Opulencia y apariencia han ido históricamente de la mano, a tal punto que la segunda se toma casi como una consecuencia inevitable de la primera. En «Las niñas bien» ocurre algo muy parecido, pero también muy distinto. La película gira en torno a Sofía (Ilse Salas), quien tiene el privilegio de vivir en uno de los barrios más acomodados de México. Es a principios de los años 80 que la economía familiar empieza a decaer. Su esposo (Flavio Medina) se entrega al alcohol mientras Sofía busca que su círculo social no conozca sus problemas financieros, aunque el chisme puede ya estar circulando más allá de su control.
La tragedia de la protagonista va más allá que la mera desgracia económica. Es sobre todo una decadencia simbólica, una opulencia que deja de ser real y se convierte en mera simulación. Se vive con un prestigio falso que se tambalea ante un estilo de vida efímero. Justamente esto permite hilar la película de Márquez con su no tan distante presente. La necesidad de mostrarse y consumir, parecerse y, paradójicamente, querer sobresalir, son operaciones que aún determinan el devenir de las élites, cuestiones que los sociólogos quizá conocen más de cerca que los realizadores de cine.

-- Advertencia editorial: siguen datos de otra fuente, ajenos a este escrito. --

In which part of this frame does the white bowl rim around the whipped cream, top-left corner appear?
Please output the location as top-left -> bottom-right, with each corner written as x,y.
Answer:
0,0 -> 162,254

No obstante, la cámara de Márquez ofrece una mirada próxima de la corrupción financiera y moral de la protagonista, el tipo de mujer cuyos “amigos” son parte de un cálculo egocentrista, que no quiere que sus hijos “se junten con mexicanos”, y que no tiene reparos en robar de quien consideraba su amiga (amistad que siempre fue mera conveniencia). La relación entre prestigio y patología se revela de esta manera y, sin embargo, nos sentimos comprometidos con ella, implicados en su creciente precariedad.

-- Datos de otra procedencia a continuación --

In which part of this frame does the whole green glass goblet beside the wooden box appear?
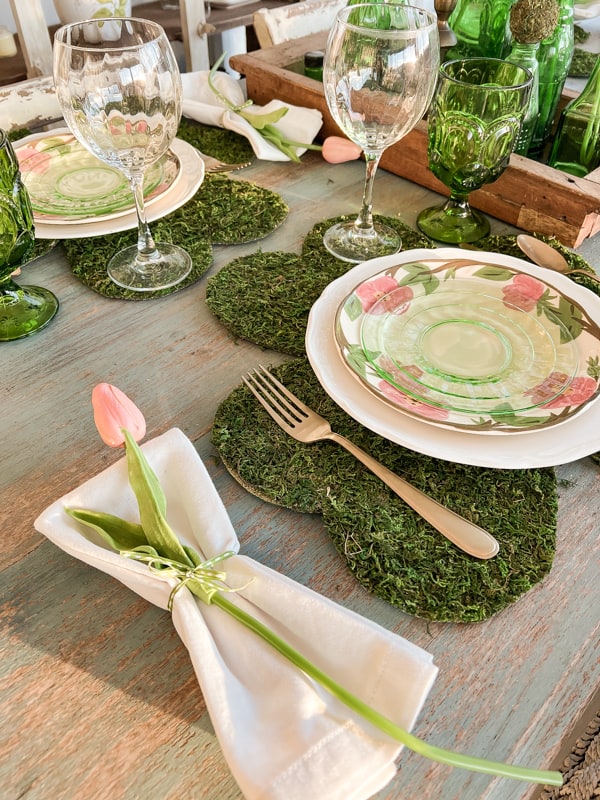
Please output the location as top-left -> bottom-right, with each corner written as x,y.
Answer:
417,58 -> 532,244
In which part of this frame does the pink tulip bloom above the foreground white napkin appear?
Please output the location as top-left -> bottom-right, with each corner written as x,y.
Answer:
92,383 -> 146,447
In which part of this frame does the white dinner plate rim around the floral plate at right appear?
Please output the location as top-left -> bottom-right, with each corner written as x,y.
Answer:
306,248 -> 600,469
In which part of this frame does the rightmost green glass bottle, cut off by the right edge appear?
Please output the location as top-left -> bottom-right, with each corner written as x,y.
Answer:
548,58 -> 600,178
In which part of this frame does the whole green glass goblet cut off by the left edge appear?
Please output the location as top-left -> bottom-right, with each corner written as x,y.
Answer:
0,130 -> 58,342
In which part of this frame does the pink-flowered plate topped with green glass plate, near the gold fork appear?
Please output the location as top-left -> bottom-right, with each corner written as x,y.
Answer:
335,256 -> 600,432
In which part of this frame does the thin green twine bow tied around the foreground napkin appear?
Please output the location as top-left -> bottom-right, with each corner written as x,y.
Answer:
119,545 -> 241,611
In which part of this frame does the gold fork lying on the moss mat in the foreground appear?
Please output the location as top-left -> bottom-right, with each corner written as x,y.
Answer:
242,366 -> 499,559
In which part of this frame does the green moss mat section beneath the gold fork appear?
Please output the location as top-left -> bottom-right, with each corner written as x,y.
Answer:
212,358 -> 557,622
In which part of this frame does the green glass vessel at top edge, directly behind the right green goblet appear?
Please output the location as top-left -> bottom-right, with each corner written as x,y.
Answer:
447,0 -> 515,59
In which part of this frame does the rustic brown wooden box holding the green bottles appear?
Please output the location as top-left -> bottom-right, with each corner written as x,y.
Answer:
230,33 -> 600,247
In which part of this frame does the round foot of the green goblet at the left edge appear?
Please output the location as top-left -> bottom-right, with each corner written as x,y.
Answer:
0,278 -> 58,342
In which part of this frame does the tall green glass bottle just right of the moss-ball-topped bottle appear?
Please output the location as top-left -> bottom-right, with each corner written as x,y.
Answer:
529,0 -> 575,158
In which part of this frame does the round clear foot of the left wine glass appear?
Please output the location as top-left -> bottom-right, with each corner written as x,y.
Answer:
107,242 -> 193,292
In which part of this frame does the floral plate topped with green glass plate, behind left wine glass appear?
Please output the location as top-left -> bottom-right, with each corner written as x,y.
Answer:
15,130 -> 181,224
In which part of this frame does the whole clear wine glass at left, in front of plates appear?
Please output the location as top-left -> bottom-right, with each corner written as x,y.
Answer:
54,17 -> 192,292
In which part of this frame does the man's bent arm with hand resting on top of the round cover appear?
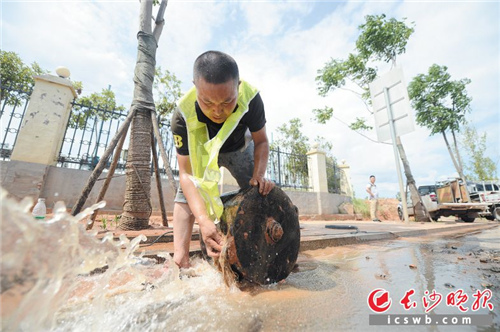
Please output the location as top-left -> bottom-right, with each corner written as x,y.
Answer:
250,126 -> 274,196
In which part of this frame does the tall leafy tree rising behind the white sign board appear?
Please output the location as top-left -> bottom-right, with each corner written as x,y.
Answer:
313,14 -> 425,220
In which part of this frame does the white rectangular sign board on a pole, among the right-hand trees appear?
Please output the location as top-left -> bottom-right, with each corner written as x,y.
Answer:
369,68 -> 415,142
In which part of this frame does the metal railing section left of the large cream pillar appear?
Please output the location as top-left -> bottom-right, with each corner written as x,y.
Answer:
0,82 -> 33,160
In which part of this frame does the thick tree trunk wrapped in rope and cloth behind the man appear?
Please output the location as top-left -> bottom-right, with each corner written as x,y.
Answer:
119,0 -> 167,230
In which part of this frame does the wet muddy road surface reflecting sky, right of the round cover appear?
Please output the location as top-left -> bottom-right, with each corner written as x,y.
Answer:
274,227 -> 500,331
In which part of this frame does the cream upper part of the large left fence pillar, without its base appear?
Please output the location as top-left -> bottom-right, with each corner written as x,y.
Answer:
10,75 -> 77,166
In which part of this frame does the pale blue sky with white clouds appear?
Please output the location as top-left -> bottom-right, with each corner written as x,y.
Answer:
0,0 -> 500,198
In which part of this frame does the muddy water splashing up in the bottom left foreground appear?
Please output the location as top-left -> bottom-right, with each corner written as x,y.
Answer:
0,189 -> 254,331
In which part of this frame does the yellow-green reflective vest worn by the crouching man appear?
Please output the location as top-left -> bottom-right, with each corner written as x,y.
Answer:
178,81 -> 259,221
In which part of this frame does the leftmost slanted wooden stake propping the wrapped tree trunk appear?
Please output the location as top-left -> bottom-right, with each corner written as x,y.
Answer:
71,106 -> 136,216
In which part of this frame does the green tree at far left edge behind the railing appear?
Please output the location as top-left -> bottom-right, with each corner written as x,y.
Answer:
0,50 -> 48,105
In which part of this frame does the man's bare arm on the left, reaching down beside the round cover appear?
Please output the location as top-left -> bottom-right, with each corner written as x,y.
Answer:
177,154 -> 222,257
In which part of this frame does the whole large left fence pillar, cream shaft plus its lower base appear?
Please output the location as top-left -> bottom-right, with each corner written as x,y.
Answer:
0,74 -> 76,200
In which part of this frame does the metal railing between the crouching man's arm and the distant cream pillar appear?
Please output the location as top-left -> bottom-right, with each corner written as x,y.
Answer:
267,148 -> 311,190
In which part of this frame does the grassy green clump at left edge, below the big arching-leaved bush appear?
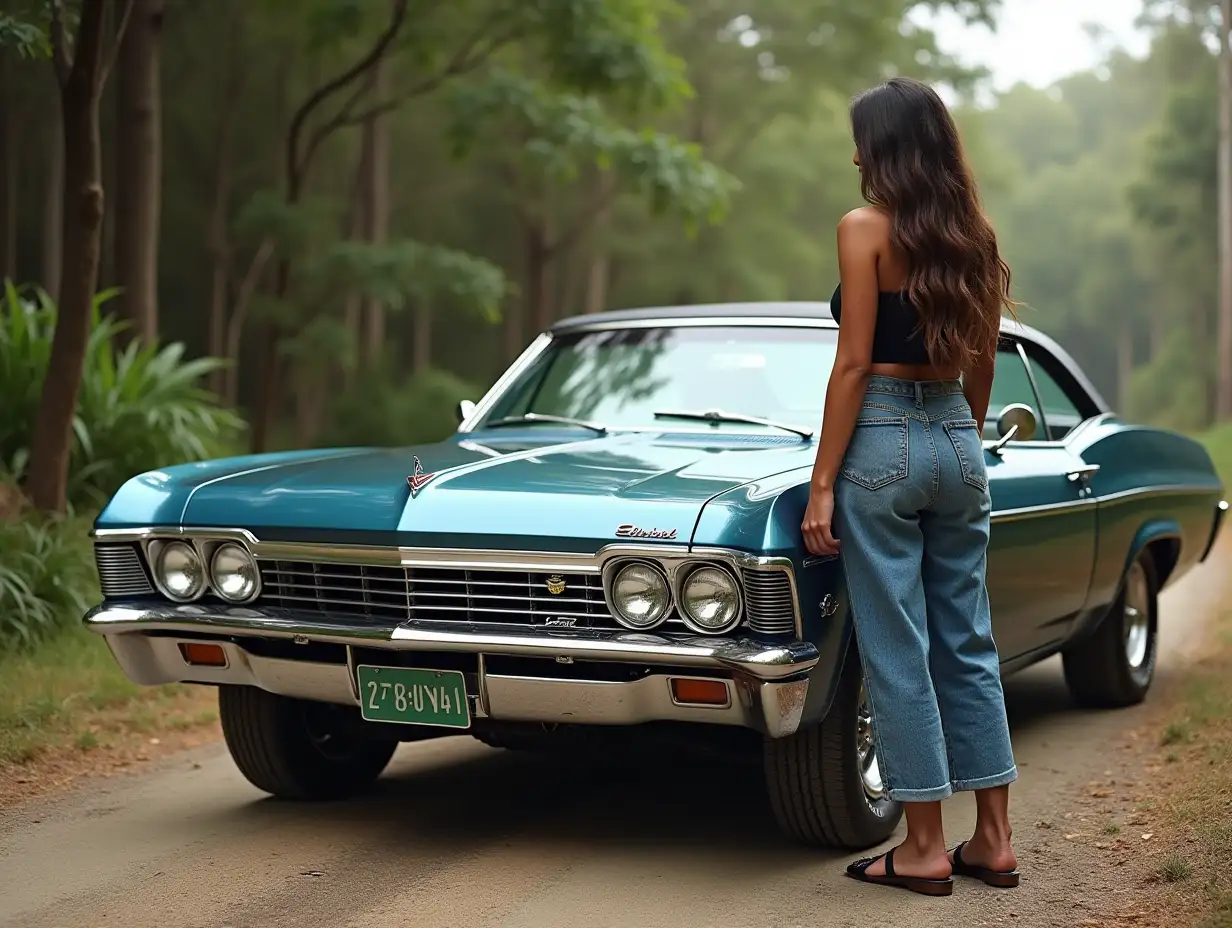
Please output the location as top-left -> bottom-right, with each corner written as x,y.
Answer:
0,502 -> 97,651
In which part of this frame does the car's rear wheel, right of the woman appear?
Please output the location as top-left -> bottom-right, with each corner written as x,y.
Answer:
1061,551 -> 1159,709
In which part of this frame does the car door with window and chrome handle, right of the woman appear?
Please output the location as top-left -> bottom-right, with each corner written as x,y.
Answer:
984,339 -> 1096,661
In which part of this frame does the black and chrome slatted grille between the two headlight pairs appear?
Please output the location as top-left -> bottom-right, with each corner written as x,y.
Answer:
260,561 -> 618,629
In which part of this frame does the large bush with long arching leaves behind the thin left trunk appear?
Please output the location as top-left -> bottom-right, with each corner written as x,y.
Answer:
0,285 -> 244,507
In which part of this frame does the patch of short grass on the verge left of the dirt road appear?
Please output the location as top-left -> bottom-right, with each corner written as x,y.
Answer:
0,626 -> 216,773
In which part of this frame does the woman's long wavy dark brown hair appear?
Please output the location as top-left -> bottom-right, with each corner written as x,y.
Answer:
851,78 -> 1015,371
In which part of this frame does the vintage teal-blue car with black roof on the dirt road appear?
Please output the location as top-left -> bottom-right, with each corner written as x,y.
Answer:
85,303 -> 1226,848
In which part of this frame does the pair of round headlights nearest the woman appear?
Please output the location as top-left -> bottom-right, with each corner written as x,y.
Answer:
610,561 -> 740,635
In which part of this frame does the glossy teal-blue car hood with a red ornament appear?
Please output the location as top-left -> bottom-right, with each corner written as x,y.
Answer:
171,434 -> 816,552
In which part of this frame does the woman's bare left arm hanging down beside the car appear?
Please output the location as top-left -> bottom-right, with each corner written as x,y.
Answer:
801,208 -> 886,555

Avanzamos a paso lento, pero de la mano de un montaje dinámico, lleno de cortes fugaces que no temen fragmentar la linealidad de la escena, la misma que para otros directores parece ser incuestionable. Son detalles mínimos, pero que sirven de justa contraparte a la complejidad de un guion que apuesta por la psicología de sus personajes. Es un enfoque que nos despierta —porque esa es la palabra— a un mundo donde la angustia y la amoralidad son los paradigmas reinantes, tratamiento visual que resulta llamativo e incómodamente cercano.

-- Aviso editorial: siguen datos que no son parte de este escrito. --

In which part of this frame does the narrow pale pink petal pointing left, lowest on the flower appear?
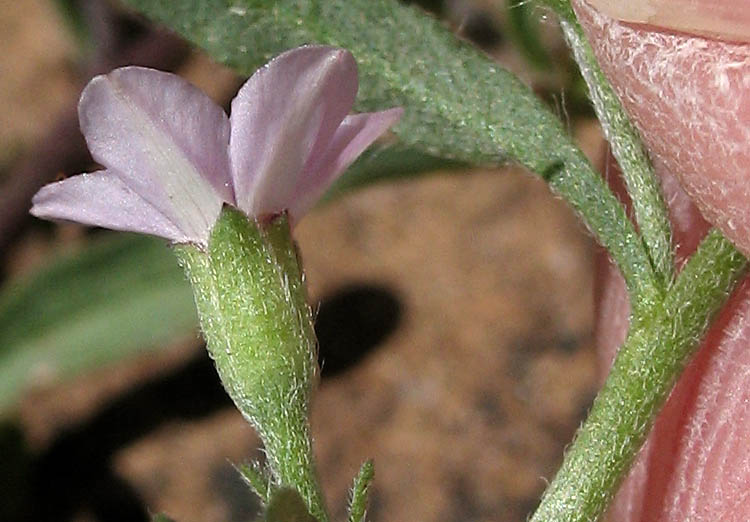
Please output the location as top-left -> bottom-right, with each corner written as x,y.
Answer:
31,171 -> 191,243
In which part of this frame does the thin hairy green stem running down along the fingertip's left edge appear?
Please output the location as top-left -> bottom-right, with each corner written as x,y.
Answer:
560,18 -> 674,288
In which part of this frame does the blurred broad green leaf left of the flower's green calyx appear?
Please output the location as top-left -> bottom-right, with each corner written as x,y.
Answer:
0,234 -> 198,411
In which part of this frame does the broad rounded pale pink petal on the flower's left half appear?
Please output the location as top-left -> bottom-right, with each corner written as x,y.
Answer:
78,67 -> 234,242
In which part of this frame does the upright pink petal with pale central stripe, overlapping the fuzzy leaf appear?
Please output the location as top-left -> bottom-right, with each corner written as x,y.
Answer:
229,46 -> 357,215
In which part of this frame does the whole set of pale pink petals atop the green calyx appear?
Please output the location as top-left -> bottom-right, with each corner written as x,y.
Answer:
31,46 -> 403,245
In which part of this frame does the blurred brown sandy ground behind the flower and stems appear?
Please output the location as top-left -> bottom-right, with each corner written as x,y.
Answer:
0,0 -> 600,522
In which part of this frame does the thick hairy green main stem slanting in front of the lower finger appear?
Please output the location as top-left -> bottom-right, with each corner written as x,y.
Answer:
531,230 -> 747,522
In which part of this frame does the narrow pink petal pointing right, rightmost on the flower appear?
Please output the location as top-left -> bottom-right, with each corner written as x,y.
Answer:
286,107 -> 404,222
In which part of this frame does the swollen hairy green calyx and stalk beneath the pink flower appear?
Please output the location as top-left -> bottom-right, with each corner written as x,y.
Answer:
175,207 -> 328,522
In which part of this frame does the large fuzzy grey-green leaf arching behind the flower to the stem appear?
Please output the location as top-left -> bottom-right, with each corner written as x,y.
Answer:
125,0 -> 659,330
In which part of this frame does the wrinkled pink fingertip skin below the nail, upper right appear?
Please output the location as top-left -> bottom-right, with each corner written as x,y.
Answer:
574,0 -> 750,254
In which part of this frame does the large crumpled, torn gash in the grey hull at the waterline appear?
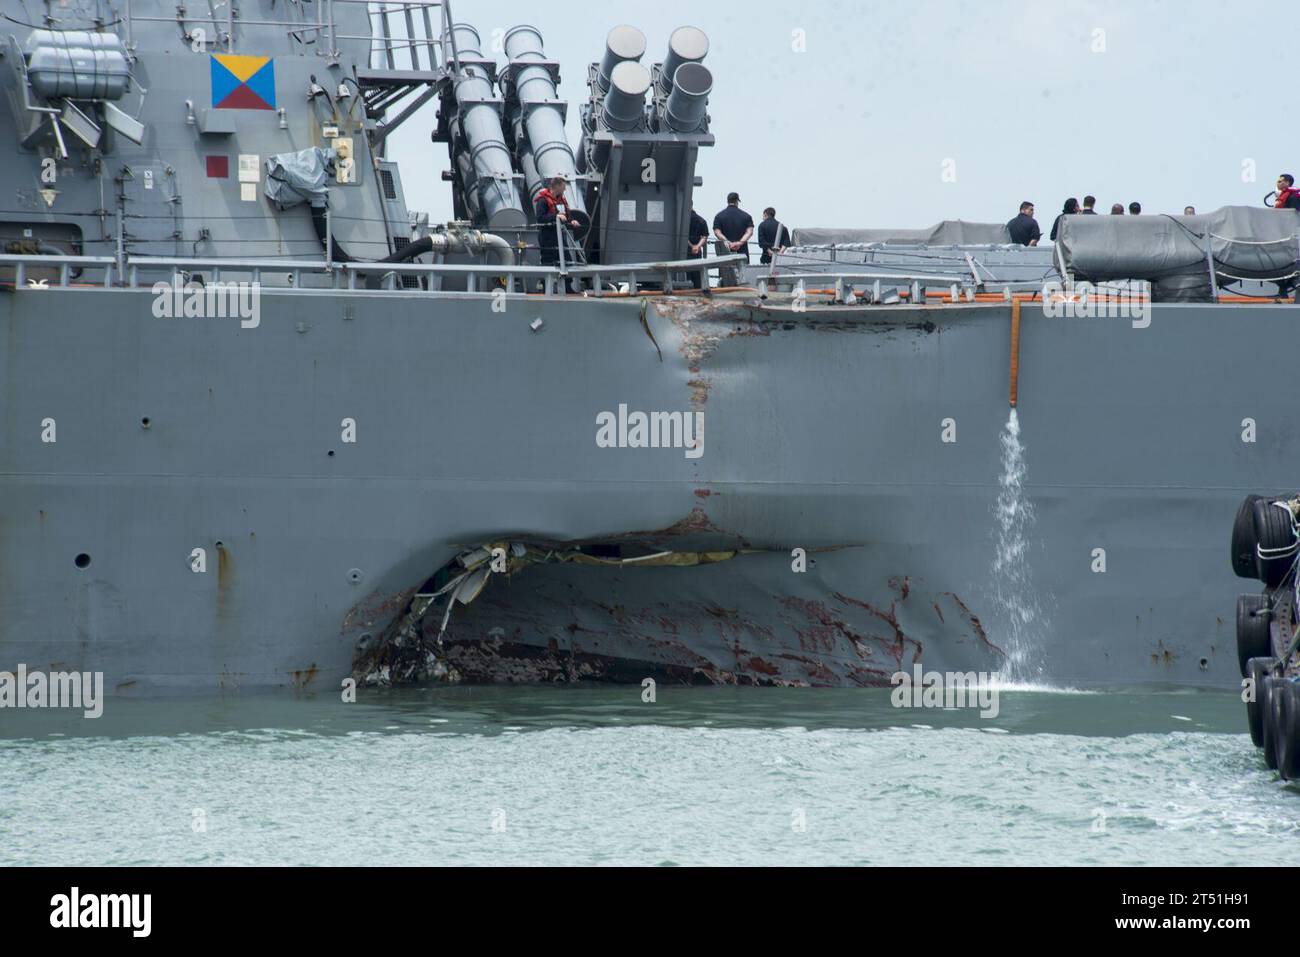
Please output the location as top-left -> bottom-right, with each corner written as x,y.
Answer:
354,536 -> 1005,687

Es justamente por los 80 —la misma época en que se ambienta la película— que se escuchaban las primeras voces sobre la era del vacío, el famoso ensayo homónimo de Lipovetsky. Cuarenta años después, «Las niñas bien» nos llama la atención diciendo que estamos lejos de superar esta época. De hecho, los bienes con los que pretendemos enmascarar esta vacuidad son bastante débiles, puede que ahora más que nunca.